Wisconsin Gov. Scott Walker vastly out-raised and outspent his Democratic challenger in the state's recall election, largely on the strength of major donations from across the country.
One reason for that was a quirk in Wisconsin law, which lets a governor in Walker's situation bypass limits on political donations.
Wisconsin law says candidates for governor normally may not take donations of more than $10,000 each. That was the limit under which Milwaukee Mayor Tom Barrett, the Democrat, operated in the recall election being decided Tuesday at the polls.
But as governor, Walker had a different set of rules. A somewhat obscure state law passed in 1987 says that when a governor is facing a recall challenge, the normal donation limits are suspended for "the payment of legal fees and other expenses."

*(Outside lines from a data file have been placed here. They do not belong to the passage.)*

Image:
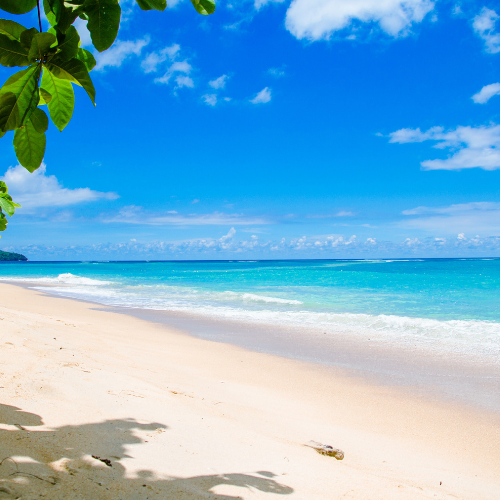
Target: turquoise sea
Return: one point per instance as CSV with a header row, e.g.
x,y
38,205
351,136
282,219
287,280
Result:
x,y
448,305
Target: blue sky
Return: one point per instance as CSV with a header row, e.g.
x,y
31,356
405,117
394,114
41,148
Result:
x,y
311,128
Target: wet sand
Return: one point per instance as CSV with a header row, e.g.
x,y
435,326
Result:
x,y
184,417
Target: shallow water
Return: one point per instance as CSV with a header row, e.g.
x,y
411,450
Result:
x,y
445,305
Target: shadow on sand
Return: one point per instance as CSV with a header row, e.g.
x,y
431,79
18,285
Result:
x,y
58,464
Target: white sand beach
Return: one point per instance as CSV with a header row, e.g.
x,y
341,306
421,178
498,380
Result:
x,y
184,418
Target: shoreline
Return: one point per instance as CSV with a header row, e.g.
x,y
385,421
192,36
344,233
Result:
x,y
203,419
472,380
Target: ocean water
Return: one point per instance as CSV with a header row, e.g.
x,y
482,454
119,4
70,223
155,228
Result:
x,y
447,305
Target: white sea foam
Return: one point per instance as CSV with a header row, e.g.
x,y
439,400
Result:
x,y
275,300
470,337
66,278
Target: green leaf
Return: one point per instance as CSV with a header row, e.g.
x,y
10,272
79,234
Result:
x,y
87,58
29,146
152,4
40,46
17,6
104,22
24,86
3,222
60,14
7,205
12,29
204,7
9,112
69,47
39,120
45,97
12,53
73,70
62,99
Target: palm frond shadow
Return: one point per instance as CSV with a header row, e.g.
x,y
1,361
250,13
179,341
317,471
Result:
x,y
69,462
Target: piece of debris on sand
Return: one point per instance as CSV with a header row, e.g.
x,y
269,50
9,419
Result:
x,y
326,449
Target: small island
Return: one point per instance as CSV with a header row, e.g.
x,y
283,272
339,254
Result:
x,y
10,257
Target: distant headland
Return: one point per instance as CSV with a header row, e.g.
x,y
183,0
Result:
x,y
9,256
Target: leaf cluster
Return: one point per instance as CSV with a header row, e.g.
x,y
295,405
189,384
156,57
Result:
x,y
53,63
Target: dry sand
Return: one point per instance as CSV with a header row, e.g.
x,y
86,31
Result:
x,y
184,418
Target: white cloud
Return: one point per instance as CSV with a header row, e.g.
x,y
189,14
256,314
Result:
x,y
472,146
475,217
38,190
154,59
260,3
276,72
136,215
484,26
319,19
120,51
210,99
218,83
184,81
176,67
486,93
262,97
481,206
81,27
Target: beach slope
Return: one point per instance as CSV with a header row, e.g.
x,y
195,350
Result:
x,y
100,405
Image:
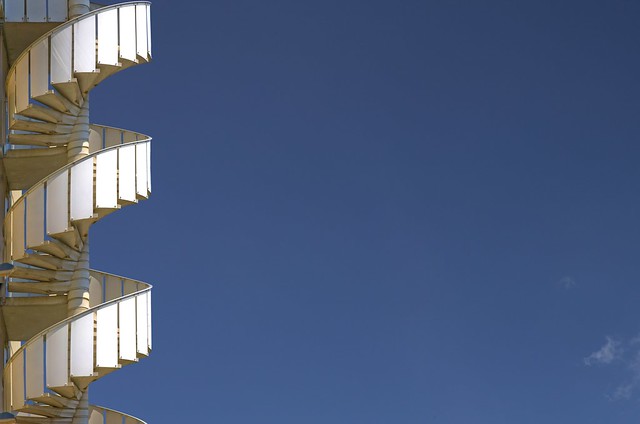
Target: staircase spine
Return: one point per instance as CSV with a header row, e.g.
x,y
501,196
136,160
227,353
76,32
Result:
x,y
46,229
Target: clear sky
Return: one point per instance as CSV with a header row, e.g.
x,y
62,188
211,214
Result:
x,y
384,212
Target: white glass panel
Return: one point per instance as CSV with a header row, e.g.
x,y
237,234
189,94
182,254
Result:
x,y
127,315
128,32
141,169
17,377
95,291
107,337
96,417
141,31
113,288
35,368
149,29
108,37
22,84
113,137
11,95
142,327
58,204
84,48
149,319
61,56
57,10
113,418
6,378
107,179
95,141
40,68
82,190
149,167
127,173
58,357
35,217
130,287
14,10
128,137
17,231
36,10
82,346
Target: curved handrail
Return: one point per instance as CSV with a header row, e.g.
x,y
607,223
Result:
x,y
98,407
67,167
67,24
68,320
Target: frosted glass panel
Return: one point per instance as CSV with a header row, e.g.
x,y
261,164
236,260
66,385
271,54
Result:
x,y
108,37
113,288
82,346
141,31
17,217
61,56
127,315
58,204
113,418
107,179
57,357
127,171
107,337
57,10
96,417
149,167
22,84
95,291
11,95
149,319
82,190
14,10
35,368
35,217
141,169
36,10
141,330
128,32
149,29
113,137
17,376
40,68
84,49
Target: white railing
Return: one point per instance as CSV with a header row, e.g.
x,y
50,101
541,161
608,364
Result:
x,y
60,357
107,36
34,10
122,175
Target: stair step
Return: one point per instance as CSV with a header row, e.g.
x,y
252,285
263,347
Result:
x,y
59,103
70,91
41,274
41,127
60,287
48,411
56,401
39,139
47,262
87,80
47,114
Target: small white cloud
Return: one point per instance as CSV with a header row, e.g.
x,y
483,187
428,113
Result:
x,y
606,354
623,392
567,282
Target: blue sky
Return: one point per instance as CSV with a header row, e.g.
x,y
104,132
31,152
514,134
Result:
x,y
384,212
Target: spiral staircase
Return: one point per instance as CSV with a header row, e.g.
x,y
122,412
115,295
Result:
x,y
68,325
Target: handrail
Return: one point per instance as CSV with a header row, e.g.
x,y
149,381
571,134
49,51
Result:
x,y
80,315
67,167
66,25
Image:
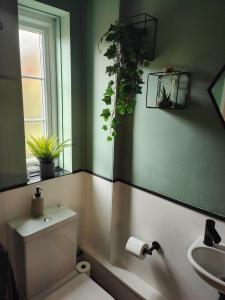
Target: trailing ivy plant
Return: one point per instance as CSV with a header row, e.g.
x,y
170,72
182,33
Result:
x,y
126,51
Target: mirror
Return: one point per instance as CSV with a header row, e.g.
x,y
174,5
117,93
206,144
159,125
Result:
x,y
217,94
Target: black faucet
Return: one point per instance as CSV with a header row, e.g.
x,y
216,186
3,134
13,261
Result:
x,y
211,234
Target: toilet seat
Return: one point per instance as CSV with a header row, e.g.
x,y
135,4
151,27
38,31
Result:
x,y
80,287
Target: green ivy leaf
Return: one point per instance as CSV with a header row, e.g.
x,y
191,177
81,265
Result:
x,y
109,91
111,52
105,114
107,100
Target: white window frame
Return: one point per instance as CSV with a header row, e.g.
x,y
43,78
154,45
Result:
x,y
46,25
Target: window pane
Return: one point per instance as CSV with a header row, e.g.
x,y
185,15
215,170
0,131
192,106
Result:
x,y
30,52
35,129
32,98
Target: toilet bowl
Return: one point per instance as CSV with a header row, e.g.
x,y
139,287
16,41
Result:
x,y
45,258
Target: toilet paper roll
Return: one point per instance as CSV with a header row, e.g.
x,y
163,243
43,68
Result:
x,y
84,267
137,247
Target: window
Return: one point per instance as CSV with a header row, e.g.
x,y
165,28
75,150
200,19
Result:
x,y
38,71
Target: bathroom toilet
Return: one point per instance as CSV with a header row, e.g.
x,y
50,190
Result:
x,y
45,258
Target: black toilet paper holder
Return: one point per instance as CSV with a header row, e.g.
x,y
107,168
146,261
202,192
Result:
x,y
155,246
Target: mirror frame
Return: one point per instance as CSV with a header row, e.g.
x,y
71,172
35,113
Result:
x,y
212,96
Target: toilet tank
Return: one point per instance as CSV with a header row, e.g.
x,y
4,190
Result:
x,y
45,249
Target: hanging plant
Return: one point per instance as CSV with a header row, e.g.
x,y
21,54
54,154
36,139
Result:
x,y
126,44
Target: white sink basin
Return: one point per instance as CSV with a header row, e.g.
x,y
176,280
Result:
x,y
209,263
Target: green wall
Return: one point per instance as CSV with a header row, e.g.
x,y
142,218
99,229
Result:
x,y
180,154
98,153
217,89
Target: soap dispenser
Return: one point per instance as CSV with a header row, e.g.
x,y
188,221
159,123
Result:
x,y
37,204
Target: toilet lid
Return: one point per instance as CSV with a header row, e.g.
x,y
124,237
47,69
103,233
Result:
x,y
80,287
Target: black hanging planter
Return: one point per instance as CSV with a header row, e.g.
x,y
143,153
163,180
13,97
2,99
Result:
x,y
168,90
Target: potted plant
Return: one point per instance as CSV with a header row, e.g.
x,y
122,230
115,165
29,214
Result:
x,y
126,44
46,150
165,101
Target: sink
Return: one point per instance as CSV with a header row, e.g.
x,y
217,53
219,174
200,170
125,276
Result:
x,y
209,263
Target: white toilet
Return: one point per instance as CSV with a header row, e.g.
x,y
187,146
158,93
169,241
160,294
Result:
x,y
45,258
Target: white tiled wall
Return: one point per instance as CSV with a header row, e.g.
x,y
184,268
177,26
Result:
x,y
149,218
109,213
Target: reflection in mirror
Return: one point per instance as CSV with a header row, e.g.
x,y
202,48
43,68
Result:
x,y
217,94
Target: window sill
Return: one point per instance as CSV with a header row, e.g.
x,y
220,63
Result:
x,y
36,178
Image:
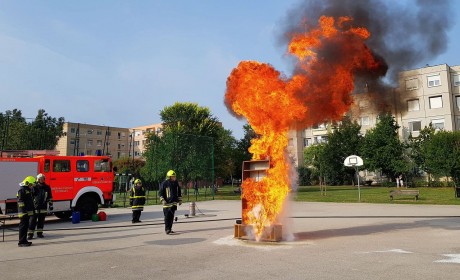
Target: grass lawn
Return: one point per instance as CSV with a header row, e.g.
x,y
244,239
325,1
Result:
x,y
348,194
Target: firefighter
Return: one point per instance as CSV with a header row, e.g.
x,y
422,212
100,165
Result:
x,y
170,196
137,200
41,193
25,209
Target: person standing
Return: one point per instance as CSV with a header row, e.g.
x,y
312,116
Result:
x,y
25,209
170,195
195,187
137,200
41,193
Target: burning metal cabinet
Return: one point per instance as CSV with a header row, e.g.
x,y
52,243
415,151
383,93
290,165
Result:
x,y
256,170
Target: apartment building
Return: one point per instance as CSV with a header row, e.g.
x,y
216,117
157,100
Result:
x,y
426,95
429,95
90,139
138,138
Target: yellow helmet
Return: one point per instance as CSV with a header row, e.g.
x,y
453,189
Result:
x,y
29,180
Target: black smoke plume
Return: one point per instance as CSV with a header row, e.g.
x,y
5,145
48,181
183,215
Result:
x,y
405,35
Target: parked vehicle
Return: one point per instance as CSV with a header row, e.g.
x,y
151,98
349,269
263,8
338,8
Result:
x,y
78,183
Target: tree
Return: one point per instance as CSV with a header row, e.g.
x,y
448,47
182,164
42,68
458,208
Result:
x,y
382,150
40,134
441,155
413,149
189,144
315,160
345,140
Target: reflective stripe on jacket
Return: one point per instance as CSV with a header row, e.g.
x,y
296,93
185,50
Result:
x,y
170,192
137,198
25,202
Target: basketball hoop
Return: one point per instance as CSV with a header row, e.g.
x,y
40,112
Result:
x,y
354,161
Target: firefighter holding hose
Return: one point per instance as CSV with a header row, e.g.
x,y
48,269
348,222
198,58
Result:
x,y
137,200
41,193
170,196
25,209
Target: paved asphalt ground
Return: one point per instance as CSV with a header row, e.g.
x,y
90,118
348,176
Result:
x,y
329,241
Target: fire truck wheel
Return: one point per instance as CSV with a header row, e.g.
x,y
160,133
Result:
x,y
64,215
87,206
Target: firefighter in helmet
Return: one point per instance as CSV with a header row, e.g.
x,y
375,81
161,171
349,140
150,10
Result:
x,y
137,200
42,200
25,209
170,196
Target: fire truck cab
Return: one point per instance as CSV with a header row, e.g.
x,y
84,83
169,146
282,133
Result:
x,y
78,183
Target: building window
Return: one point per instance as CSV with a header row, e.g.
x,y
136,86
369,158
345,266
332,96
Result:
x,y
320,139
61,166
365,120
456,80
438,124
434,81
412,84
413,105
415,126
320,126
363,104
435,102
82,166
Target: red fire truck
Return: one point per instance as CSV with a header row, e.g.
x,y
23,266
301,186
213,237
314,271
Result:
x,y
78,183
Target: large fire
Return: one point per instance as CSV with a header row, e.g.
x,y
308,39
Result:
x,y
328,57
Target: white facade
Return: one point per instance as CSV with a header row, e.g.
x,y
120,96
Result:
x,y
426,95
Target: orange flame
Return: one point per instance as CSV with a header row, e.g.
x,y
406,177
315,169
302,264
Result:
x,y
328,57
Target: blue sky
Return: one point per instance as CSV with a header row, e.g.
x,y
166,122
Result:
x,y
119,63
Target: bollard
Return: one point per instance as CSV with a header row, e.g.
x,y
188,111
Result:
x,y
75,217
192,209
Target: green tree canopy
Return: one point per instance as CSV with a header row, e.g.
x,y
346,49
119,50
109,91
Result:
x,y
193,143
42,133
382,150
441,154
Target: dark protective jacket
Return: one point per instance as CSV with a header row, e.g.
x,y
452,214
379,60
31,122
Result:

"What doesn't qualify for 'other expenses'? Not much," says Bill Lueders, who directs the Money and Politics Project at the Wisconsin Center for Investigative Journalism.
For months, Lueders has been combing through campaign laws, financial disclosures, expense reports and other primary documents.
"Tom Barrett does have to abide by this $10,000 limit on individual contributions [and] he has gotten, as of today, 26 contributions of $10,000," Lueders says.
But Walker had more than four times the number of $10,000 contributions as Barrett, he says, and because Walker didn't have to abide by that limit at all, he raised 111 contributions of more than $10,000 each — largely from outside of Wisconsin.
"Fifty-nine percent of his overall contributions come from people in other states," Lueders says.
And three-quarters of the largest donations — those of $10,000 or more — came from donors in other states. They include ardent conservatives such as Foster Friess of Wyoming, the best known benefactor of former presidential candidate Rick Santorum; and Bob Perry of Texas, who has given more than $4 million to Mitt Romney's superPAC, and in 2004 sponsored the Swift Boat ads that attacked Democratic presidential candidate Sen. John Kerry of Massachusetts.
All this money has gone from funding the campaigns to being one of the main issues in the recall election.
"He thinks that this state is going to fall for that money coming from out of state," Barrett told supporters to applause at a recent rally. "We have news for him. He's got the mountains of money; I've got you."
Speaking to the local NBC affiliate in Madison, Walker tried to downplay the money advantage and focus on national labor union support for Barrett.
"I think they're trying to buy it, but not for me but against me," Walker said. "The money that's come in since last February is overwhelmingly from special interests, particularly big government unions in Washington who have tried to take me out."
About a quarter of Barrett's money came from outside of Wisconsin. In any other year, that would seem an astronomical amount, Lueders says. But this year it's dwarfed by Walker's out-of-state fundraising.
"I think both sides correctly perceive that the outcome in Wisconsin will have consequences for public workers and others throughout the country," Lueders says.
It's also early evidence of what campaign watchdogs have been predicting for 2012: national organizations, groups and individuals directing a torrent of cash at a few key states that have never seen anything like it before.